Thompson was commissioned in 1960 and was promised an assignment in the much warmer climate of Fort Stewart, Georgia. That changed while he was in basic officer training when the Army decided to send him to South Korea, which he chalks up to God displaying his sense of humor.

“They call that place the Frozen Chosen for a reason. I thought, you know God really has a good sense of humor. He’s done me in.”

Jokes aside, the experience gave him a deeper sense of mission and helped solidify his commitment to the Army.

“We had an epidemic of Japanese B encephalitis over there that killed 5,000 Koreans and not one of them died in my area. We also had malaria over there. The preventive medicine team could go into villages and give them portable water and soap and told them how to use it. It cut the infant death rate in half overnight. It was just amazing.

“I had cases in areas I was responsible for providing protection against arthropod-borne and other infectious diseases and didn’t lose a single person to a major disease,” he said.

Following his experiences in South Korea, he decided to make a career in the Army.

His second assignment was at the original Walter Reed Medical Center in Washington, D.C.

"There I worked on malaria and eastern encephalitis and colonizing a foundational colony of the malarial vector Anopheles stephensi (mosquito),” he said.

The purpose of colonizing the mosquitoes was so they could be used as a model in malaria research. “It was being used in all the world except the United States. We didn’t have any colonies, so they asked me to take some eggs from a European source and develop a foundational colony,” Thompson said.

“This was another God thing,” he said. “They called me one day and asked if I wanted to go to school. I got to go back to Oklahoma State as a lieutenant to get my master’s degree.”

Upon earning his master’s degree in medical entomology, Thompson was assigned to the medical training center at Fort Sam Houston, Texas. There, he instructed doctors, veterinarians, nurses and enlisted preventive medicine technicians who were being deployed to Southeast Asia the basics of tropical medicine and insect borne diseases.

Thompson later became the first entomologist assigned to the office of the U.S. Department of Defense (DOD) and the first one assigned to the office of the U.S. Secretary of Defense. Added to his responsibilities was renaming the Armed Forces Pest Control Board and rewriting the DOD directive that outlined the unit’s responsibilities.

Thompson was ordered to investigate and prevent pervasive insect infestation in military food rations. Company officials who had been contracted with the military to produce the rations defended their process with studies they had performed purporting to demonstrate the soundness of their packaging.

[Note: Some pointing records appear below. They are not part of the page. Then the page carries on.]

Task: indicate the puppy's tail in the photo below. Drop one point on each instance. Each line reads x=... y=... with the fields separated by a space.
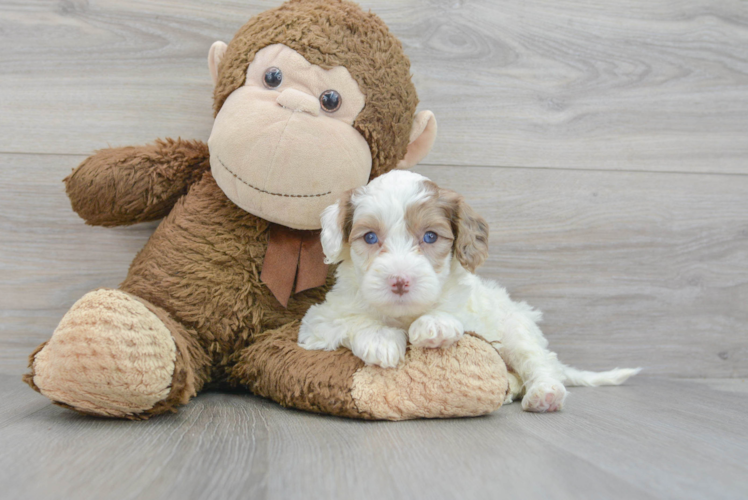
x=574 y=377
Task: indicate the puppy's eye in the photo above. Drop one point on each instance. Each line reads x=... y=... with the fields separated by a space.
x=273 y=77
x=429 y=237
x=330 y=100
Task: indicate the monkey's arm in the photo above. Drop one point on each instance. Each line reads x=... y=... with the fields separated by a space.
x=121 y=186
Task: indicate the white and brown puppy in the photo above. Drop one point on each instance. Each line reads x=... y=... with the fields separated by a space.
x=408 y=250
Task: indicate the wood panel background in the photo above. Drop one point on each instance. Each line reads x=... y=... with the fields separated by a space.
x=605 y=142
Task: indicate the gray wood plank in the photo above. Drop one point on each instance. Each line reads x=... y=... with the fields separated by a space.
x=630 y=268
x=639 y=85
x=651 y=439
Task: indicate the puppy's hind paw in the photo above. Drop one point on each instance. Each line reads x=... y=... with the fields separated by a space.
x=435 y=330
x=544 y=396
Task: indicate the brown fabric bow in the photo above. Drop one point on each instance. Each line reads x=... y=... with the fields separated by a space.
x=293 y=255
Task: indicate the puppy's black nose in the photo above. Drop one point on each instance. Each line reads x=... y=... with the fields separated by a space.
x=399 y=285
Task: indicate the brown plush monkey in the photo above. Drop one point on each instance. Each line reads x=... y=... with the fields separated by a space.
x=311 y=99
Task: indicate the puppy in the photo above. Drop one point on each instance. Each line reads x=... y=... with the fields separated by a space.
x=408 y=251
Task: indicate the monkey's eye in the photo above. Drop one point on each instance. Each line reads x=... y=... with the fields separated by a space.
x=330 y=101
x=429 y=237
x=273 y=77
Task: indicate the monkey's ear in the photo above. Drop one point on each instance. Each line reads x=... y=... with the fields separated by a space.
x=422 y=137
x=217 y=50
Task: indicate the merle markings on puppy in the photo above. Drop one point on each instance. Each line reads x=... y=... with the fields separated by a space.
x=408 y=251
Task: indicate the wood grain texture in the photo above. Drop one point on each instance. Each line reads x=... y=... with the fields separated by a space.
x=638 y=85
x=650 y=439
x=630 y=268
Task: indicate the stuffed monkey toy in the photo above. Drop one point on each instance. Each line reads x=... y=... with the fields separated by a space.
x=311 y=99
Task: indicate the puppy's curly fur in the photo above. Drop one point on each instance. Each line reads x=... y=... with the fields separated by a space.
x=408 y=251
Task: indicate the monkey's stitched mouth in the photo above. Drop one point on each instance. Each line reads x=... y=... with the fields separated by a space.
x=269 y=192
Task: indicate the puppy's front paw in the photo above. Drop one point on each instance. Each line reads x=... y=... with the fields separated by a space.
x=544 y=396
x=437 y=330
x=383 y=347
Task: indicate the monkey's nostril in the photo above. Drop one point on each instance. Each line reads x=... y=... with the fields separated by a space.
x=296 y=100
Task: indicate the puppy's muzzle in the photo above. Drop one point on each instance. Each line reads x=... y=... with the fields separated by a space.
x=399 y=285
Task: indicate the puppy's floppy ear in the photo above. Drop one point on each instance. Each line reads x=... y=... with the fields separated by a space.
x=470 y=229
x=336 y=221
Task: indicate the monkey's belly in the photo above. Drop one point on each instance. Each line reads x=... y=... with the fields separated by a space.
x=203 y=266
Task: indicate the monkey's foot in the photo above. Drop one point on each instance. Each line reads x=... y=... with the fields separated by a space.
x=109 y=356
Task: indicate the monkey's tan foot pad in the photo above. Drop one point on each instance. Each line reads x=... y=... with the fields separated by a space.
x=465 y=380
x=109 y=356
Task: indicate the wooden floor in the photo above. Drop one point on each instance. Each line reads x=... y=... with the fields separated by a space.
x=605 y=142
x=654 y=438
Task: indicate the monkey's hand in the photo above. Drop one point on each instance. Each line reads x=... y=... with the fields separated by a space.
x=121 y=186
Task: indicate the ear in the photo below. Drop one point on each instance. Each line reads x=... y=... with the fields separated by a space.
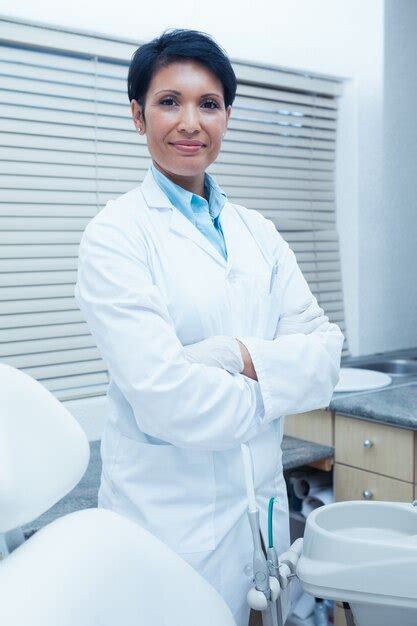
x=228 y=113
x=136 y=112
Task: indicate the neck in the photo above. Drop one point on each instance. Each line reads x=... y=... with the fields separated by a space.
x=194 y=184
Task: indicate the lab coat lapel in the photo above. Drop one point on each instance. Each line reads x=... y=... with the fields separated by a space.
x=178 y=223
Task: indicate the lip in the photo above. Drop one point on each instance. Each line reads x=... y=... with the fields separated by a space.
x=187 y=149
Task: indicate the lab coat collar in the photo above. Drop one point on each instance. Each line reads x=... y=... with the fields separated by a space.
x=179 y=224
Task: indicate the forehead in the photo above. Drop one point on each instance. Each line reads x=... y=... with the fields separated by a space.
x=185 y=76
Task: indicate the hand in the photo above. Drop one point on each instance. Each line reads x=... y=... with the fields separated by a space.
x=248 y=369
x=218 y=351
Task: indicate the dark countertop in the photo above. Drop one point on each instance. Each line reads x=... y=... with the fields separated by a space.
x=394 y=404
x=295 y=452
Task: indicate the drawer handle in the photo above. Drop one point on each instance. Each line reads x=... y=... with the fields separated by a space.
x=367 y=495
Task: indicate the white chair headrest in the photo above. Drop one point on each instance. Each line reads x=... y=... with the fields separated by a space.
x=43 y=450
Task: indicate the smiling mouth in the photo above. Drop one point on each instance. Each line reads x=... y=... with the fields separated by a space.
x=187 y=149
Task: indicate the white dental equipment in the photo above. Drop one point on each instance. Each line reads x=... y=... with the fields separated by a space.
x=272 y=575
x=91 y=567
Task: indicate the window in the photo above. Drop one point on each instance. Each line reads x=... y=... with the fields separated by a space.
x=72 y=146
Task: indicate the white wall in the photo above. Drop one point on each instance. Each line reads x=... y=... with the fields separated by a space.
x=338 y=37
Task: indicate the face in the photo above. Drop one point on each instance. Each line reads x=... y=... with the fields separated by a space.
x=184 y=102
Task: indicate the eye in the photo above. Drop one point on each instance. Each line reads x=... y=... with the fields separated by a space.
x=165 y=99
x=216 y=106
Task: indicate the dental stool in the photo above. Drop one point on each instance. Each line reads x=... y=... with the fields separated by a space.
x=89 y=568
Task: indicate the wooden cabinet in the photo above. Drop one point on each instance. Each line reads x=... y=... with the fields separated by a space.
x=374 y=447
x=373 y=460
x=351 y=483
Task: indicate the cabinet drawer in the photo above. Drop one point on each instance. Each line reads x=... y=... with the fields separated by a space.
x=375 y=447
x=316 y=426
x=351 y=483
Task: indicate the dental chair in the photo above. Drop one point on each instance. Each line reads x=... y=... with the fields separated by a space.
x=89 y=568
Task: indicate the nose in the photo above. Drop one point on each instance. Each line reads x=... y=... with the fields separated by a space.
x=190 y=119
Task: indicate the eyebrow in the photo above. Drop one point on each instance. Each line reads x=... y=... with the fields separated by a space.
x=178 y=93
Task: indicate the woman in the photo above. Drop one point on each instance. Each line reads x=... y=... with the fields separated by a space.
x=206 y=324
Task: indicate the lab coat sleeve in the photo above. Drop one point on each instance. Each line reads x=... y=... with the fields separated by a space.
x=298 y=369
x=187 y=404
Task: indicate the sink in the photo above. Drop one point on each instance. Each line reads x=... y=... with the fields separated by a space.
x=394 y=367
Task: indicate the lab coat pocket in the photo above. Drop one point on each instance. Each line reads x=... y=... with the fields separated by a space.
x=168 y=490
x=252 y=304
x=268 y=303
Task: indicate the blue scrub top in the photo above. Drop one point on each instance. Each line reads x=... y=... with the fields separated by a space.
x=204 y=215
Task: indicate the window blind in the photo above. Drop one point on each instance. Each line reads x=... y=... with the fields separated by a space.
x=67 y=145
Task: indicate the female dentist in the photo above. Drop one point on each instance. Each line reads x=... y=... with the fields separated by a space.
x=205 y=322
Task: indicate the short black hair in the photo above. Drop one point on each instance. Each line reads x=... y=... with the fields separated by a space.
x=175 y=45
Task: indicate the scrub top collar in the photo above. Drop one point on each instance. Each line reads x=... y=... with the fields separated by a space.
x=190 y=203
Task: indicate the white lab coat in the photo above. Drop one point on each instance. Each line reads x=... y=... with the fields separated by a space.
x=149 y=282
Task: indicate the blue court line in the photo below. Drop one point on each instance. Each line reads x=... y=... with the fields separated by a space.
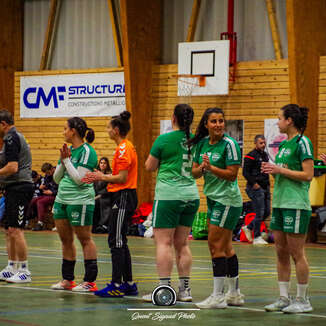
x=108 y=306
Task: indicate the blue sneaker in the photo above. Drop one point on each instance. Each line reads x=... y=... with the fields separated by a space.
x=128 y=289
x=111 y=291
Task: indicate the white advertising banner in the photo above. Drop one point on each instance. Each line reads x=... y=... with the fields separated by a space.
x=83 y=95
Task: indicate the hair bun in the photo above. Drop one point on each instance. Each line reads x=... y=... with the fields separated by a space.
x=125 y=115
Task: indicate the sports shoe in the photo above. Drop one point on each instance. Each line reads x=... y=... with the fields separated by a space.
x=147 y=297
x=213 y=301
x=64 y=285
x=184 y=295
x=128 y=289
x=298 y=305
x=110 y=291
x=259 y=241
x=85 y=287
x=247 y=232
x=22 y=276
x=279 y=304
x=38 y=227
x=234 y=299
x=7 y=272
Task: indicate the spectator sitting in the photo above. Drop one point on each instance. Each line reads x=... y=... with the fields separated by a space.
x=31 y=211
x=102 y=199
x=37 y=181
x=49 y=190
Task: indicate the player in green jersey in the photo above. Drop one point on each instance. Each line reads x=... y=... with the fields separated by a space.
x=293 y=170
x=218 y=159
x=74 y=205
x=176 y=200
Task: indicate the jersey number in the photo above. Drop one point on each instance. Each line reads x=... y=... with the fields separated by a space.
x=186 y=166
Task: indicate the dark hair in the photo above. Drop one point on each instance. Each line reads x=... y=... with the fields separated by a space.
x=258 y=137
x=122 y=122
x=299 y=116
x=184 y=115
x=202 y=131
x=34 y=174
x=108 y=168
x=46 y=167
x=81 y=127
x=6 y=116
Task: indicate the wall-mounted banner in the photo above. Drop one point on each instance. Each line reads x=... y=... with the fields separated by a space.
x=83 y=95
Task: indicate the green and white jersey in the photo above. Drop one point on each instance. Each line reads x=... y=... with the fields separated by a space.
x=174 y=179
x=71 y=193
x=222 y=154
x=289 y=193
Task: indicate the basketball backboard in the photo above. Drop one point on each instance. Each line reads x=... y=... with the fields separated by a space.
x=209 y=59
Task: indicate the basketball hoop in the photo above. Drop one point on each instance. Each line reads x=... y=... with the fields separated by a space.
x=188 y=83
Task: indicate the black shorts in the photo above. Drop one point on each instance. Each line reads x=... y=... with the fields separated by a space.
x=17 y=199
x=124 y=203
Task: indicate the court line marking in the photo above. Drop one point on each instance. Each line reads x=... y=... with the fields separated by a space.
x=140 y=299
x=8 y=321
x=162 y=309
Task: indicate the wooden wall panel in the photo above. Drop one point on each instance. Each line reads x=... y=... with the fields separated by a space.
x=259 y=91
x=11 y=40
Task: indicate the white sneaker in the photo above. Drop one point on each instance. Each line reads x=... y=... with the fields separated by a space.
x=64 y=285
x=213 y=301
x=22 y=276
x=247 y=232
x=279 y=304
x=147 y=297
x=259 y=241
x=234 y=299
x=184 y=295
x=299 y=305
x=7 y=272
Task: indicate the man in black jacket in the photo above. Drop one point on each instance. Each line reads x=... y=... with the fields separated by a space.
x=258 y=188
x=16 y=179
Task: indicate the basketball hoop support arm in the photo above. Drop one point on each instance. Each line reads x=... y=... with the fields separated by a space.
x=232 y=37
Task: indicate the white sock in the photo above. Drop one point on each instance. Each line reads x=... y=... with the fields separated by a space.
x=184 y=282
x=233 y=284
x=302 y=290
x=218 y=285
x=12 y=264
x=23 y=265
x=165 y=281
x=284 y=289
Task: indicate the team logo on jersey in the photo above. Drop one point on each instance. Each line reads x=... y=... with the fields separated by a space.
x=216 y=214
x=74 y=215
x=184 y=144
x=215 y=157
x=288 y=220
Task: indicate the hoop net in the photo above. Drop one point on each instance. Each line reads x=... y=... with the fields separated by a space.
x=188 y=83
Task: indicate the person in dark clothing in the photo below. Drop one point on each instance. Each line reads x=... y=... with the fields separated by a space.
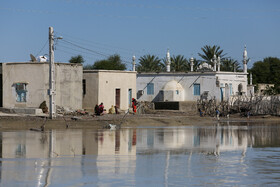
x=96 y=110
x=134 y=105
x=101 y=108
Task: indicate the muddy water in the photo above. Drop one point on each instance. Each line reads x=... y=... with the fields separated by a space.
x=222 y=154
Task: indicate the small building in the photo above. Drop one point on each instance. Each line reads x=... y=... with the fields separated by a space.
x=190 y=86
x=262 y=87
x=25 y=85
x=206 y=82
x=112 y=87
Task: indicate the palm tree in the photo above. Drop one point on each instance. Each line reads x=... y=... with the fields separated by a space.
x=229 y=64
x=196 y=63
x=77 y=59
x=149 y=63
x=179 y=63
x=209 y=52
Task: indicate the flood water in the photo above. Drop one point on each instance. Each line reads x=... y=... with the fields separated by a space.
x=217 y=155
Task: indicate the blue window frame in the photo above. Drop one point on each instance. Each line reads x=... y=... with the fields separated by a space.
x=21 y=92
x=230 y=89
x=196 y=89
x=150 y=89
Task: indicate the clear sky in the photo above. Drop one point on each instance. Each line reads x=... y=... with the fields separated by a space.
x=100 y=28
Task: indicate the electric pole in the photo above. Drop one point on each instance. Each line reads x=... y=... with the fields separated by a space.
x=51 y=90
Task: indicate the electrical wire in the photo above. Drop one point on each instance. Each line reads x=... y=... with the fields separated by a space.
x=92 y=43
x=42 y=48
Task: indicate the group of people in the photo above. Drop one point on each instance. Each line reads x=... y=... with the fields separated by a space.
x=99 y=109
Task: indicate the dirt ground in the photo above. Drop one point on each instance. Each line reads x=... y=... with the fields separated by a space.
x=155 y=119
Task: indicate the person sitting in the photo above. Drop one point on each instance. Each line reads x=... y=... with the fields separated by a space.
x=112 y=110
x=101 y=108
x=116 y=110
x=134 y=105
x=96 y=110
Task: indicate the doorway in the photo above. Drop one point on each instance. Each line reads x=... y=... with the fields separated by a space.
x=118 y=97
x=129 y=97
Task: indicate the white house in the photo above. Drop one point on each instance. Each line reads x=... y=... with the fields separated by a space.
x=25 y=85
x=207 y=82
x=111 y=87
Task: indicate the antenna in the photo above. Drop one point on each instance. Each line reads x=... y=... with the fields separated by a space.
x=33 y=59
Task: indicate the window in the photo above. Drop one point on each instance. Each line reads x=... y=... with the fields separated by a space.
x=21 y=92
x=150 y=89
x=196 y=89
x=230 y=89
x=84 y=86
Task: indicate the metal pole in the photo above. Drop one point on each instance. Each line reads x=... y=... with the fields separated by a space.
x=51 y=90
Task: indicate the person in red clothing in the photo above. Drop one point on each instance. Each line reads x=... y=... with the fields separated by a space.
x=101 y=108
x=134 y=105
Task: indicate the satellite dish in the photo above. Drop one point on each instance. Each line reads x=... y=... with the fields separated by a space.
x=33 y=59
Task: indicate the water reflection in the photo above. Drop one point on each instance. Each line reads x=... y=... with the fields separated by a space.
x=82 y=157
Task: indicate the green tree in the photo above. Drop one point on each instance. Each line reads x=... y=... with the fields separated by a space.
x=77 y=59
x=179 y=64
x=88 y=67
x=196 y=63
x=113 y=62
x=150 y=63
x=267 y=71
x=209 y=52
x=229 y=64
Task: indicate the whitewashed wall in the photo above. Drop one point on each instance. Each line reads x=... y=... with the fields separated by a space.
x=207 y=80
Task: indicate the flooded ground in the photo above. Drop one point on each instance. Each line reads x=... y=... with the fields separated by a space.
x=220 y=154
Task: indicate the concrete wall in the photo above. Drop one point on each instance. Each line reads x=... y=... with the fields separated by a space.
x=102 y=84
x=207 y=80
x=90 y=98
x=68 y=86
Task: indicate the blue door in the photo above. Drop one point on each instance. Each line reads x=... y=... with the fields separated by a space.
x=129 y=97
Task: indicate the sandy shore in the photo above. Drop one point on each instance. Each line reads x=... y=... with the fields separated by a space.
x=155 y=119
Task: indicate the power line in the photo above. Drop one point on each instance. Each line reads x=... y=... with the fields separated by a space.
x=42 y=48
x=93 y=43
x=90 y=50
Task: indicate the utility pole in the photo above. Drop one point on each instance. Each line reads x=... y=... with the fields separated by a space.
x=51 y=90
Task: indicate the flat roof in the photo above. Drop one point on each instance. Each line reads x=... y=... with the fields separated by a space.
x=193 y=73
x=108 y=71
x=37 y=63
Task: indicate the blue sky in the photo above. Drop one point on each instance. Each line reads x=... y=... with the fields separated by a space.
x=138 y=27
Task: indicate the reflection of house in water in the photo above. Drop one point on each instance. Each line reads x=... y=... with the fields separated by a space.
x=41 y=157
x=197 y=139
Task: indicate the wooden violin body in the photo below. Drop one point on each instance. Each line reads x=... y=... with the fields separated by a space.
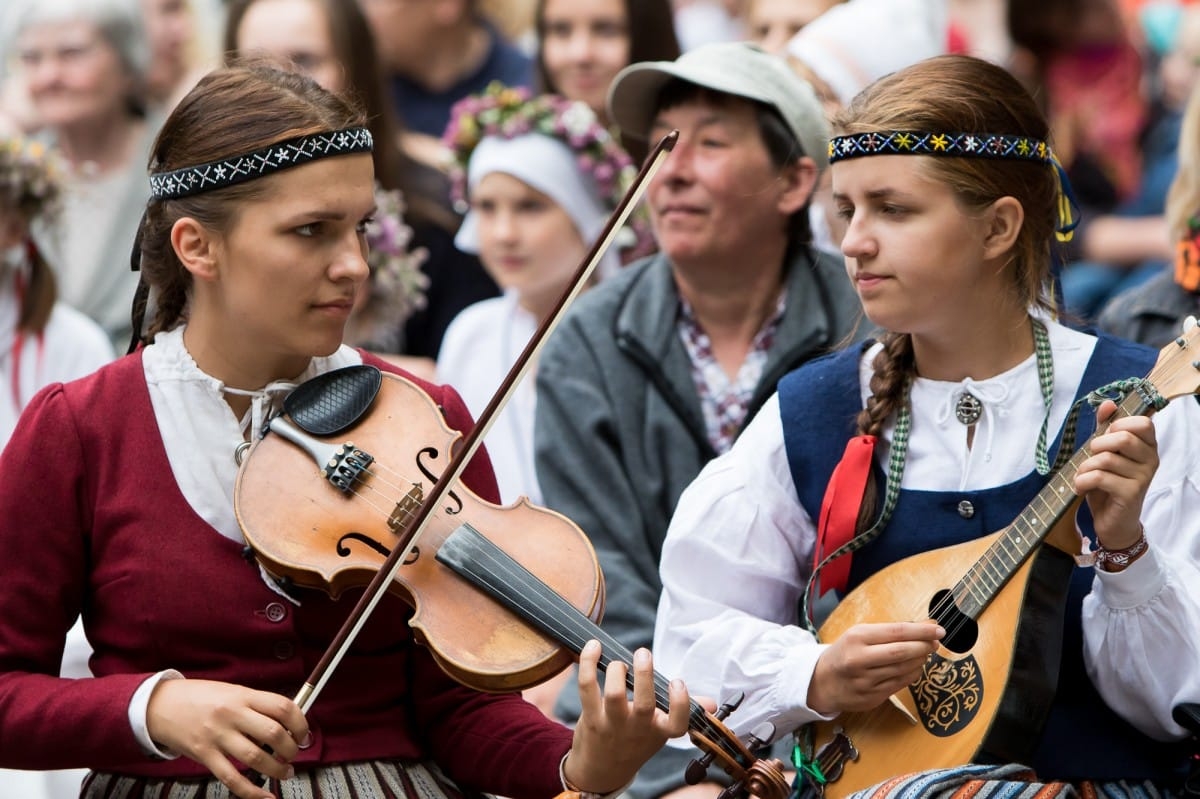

Thompson examined the studies and found they were often contradictory.

Over the protestations of the supplying company, the solution lay in changing to a polymer combination packaging process that resists insects.

“Today’s rations are well-protected,” he said.

Thompson was promoted to lieutenant colonel and colonel before retiring in 1983.

Thompson said his father instilled in him that there was nothing out of the ordinary about him, but that did not mean he was limited in his ability to achieve.

“My dad said don’t be afraid to make your mark. There is always a way to go over, go under or go around either side of any obstacle. There are many ways to get to your objective, so don’t give up, if you’re right. But be sure you’re right before you take it on.”

At 88 years of age, Gene Thompson still holds true to that advice.